October 17 · Issue #114 · View online

Level Up delivers a curated newsletter for leaders in tech. A project by Ideal for busy people such as Tech Leads, Engineering Managers, VPs of Engineering, CTOs and more.

Which problems are you solving?
Earlier this week I was helping a leader navigate a conflict they were in. They wanted to take one technical approach but found a peer pushing for an alternative approach. They were stuck and couldn’t agree on how to move forward. This happens all the time in technology teams. Your conflict might be picking which tools to use, how to use said tools or even more broadly which problem-solving approach to take.
One of the great things I enjoy about coaching technical leaders is providing a neutral view. I have to ask questions to gain further context, and in that process, people have the opportunity to re-evaluate their assumptions and ideas. As I explored the current situation I was trying to understand why each person was pushing for different solutions. We explored questions like:
  • How does your/their solution improve the situation? In what ways does it improve the situation?
  • What problem are you trying to solve? What problem do you think they are trying to solve?
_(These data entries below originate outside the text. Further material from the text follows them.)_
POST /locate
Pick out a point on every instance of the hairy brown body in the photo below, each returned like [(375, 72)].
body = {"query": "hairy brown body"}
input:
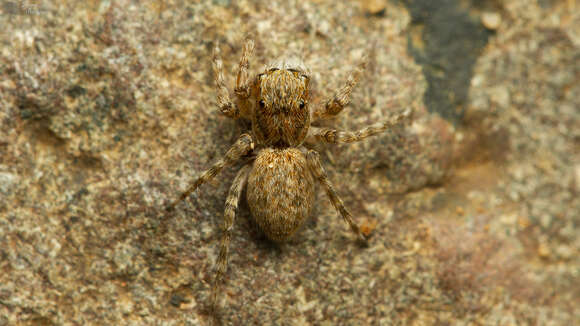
[(281, 177), (282, 209)]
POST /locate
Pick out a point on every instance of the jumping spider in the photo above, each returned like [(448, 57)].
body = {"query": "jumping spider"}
[(281, 171)]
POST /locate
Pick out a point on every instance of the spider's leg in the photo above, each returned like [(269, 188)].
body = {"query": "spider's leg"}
[(334, 105), (318, 172), (227, 107), (241, 147), (243, 82), (334, 136), (229, 215)]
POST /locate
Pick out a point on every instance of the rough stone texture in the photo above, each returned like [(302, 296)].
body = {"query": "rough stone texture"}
[(107, 110)]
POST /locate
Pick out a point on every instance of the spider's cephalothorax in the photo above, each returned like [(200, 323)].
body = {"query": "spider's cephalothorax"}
[(282, 175), (281, 117)]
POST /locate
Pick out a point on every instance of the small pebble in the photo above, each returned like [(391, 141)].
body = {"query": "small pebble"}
[(491, 20)]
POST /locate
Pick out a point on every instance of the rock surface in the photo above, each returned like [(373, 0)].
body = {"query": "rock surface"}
[(107, 111)]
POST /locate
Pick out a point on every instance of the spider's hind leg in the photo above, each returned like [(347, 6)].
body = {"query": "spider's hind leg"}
[(318, 172), (229, 215)]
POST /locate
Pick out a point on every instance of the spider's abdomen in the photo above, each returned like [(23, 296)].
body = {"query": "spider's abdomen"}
[(280, 192)]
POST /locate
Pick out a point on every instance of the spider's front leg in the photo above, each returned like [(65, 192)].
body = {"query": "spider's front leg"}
[(333, 136), (334, 105), (242, 89), (243, 146)]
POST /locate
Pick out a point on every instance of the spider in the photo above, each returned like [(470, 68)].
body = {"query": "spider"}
[(281, 172)]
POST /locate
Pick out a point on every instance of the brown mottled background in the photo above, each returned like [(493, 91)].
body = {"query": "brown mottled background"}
[(107, 110)]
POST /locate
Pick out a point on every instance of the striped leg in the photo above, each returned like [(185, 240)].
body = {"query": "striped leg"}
[(335, 104), (229, 215), (317, 170), (242, 82), (241, 147), (333, 136), (227, 107)]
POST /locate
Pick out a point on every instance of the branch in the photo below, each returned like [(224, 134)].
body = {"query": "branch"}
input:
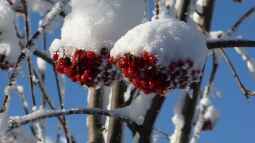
[(39, 115), (95, 123), (244, 17), (216, 44), (182, 10), (242, 87), (44, 56)]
  • What are you trying to optimise for and what trade-offs are you accepting with your solution? What about their perspective?
  • Are you sharing the same assumptions about these trade-offs?
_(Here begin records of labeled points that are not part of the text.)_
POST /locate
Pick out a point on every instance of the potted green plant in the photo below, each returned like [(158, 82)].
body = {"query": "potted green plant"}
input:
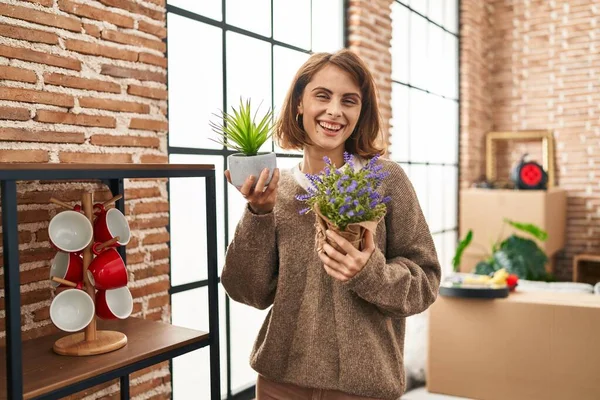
[(516, 254), (244, 133)]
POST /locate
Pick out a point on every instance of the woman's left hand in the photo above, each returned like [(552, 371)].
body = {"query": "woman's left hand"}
[(344, 267)]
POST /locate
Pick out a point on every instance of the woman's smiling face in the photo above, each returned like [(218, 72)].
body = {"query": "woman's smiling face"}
[(330, 109)]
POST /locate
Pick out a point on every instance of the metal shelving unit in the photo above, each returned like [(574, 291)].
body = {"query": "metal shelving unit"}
[(45, 377)]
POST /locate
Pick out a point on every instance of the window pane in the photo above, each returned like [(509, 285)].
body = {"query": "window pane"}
[(419, 179), (450, 243), (188, 221), (450, 197), (245, 323), (208, 8), (435, 63), (252, 15), (248, 57), (450, 15), (419, 6), (436, 130), (436, 11), (189, 114), (399, 43), (450, 61), (399, 138), (286, 64), (436, 197), (292, 22), (191, 371), (327, 25), (420, 116), (418, 51)]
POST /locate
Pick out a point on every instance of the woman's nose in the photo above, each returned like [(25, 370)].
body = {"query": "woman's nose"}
[(334, 108)]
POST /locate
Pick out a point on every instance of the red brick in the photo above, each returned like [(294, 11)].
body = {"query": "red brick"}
[(114, 105), (39, 57), (124, 141), (17, 74), (92, 30), (32, 35), (162, 269), (27, 135), (156, 30), (148, 223), (96, 49), (15, 114), (154, 159), (41, 17), (139, 193), (135, 8), (58, 117), (85, 10), (156, 238), (24, 156), (148, 125), (148, 58), (157, 287), (81, 83), (159, 301), (36, 96), (135, 40), (151, 93), (94, 158), (122, 72)]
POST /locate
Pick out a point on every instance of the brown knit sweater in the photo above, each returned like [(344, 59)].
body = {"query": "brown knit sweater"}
[(320, 332)]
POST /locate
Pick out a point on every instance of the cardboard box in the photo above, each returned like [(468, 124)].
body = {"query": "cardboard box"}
[(483, 211), (528, 346)]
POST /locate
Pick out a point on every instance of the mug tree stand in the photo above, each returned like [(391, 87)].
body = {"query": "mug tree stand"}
[(90, 341)]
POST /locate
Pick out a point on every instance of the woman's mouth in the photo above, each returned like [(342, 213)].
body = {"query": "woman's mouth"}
[(330, 128)]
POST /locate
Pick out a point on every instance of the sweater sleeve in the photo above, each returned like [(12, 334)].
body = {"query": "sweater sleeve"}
[(404, 281), (250, 272)]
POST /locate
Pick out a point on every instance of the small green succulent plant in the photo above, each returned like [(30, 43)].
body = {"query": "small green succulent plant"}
[(240, 131)]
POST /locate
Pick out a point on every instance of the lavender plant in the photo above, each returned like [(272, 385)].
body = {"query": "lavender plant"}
[(347, 196)]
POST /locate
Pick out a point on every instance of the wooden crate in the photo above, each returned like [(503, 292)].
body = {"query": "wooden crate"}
[(586, 268)]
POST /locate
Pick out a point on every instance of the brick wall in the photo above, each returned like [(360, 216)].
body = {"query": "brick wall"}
[(543, 74), (370, 35), (85, 81)]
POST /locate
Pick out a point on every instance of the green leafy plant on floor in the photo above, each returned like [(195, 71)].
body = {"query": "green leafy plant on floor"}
[(518, 255)]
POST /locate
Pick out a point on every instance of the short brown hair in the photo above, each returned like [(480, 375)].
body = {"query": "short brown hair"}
[(291, 135)]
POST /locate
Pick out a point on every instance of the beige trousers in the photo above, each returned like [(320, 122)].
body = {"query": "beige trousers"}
[(269, 390)]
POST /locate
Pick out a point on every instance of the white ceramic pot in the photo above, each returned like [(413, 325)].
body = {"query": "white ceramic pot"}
[(241, 166)]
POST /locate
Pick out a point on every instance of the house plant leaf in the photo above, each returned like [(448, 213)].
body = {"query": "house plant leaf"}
[(533, 230)]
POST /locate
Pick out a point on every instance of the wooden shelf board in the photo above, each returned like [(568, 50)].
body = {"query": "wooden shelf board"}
[(104, 167), (45, 371)]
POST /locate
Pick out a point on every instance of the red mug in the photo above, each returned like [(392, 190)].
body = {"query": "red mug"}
[(114, 303), (68, 266), (110, 224), (107, 270)]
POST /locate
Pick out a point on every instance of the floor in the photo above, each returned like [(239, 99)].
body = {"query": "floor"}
[(423, 394)]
In the process of exploring these questions, I had the suspicion that one big reason they weren’t getting closer to agreeing was that each person was focused on a different problem, or at least, trying to optimise for different outcomes. This situation is often called cross-talk or talking past each other.
It’s easy to end up talking past each other if you don’t take the time to share information, confirm assumptions and take time to listen to each other. What can help is building a shared external model. That external model could be as simple as building a shared document concretely detailing the specific problem, the pain points a solution needs to address *before* trying to focus on a winning solution.
Your challenge for this week is to pay more attention to any conflicts or disagreements. Listen carefully to see if people are focused on solutions and trying to “convince” the other how their solution is better. Ask questions to draw out assumptions and to see if they’re focused on solving the same (or different) problem.
Enjoy this week’s newsletter and be sure to pass it on to a friend or colleague.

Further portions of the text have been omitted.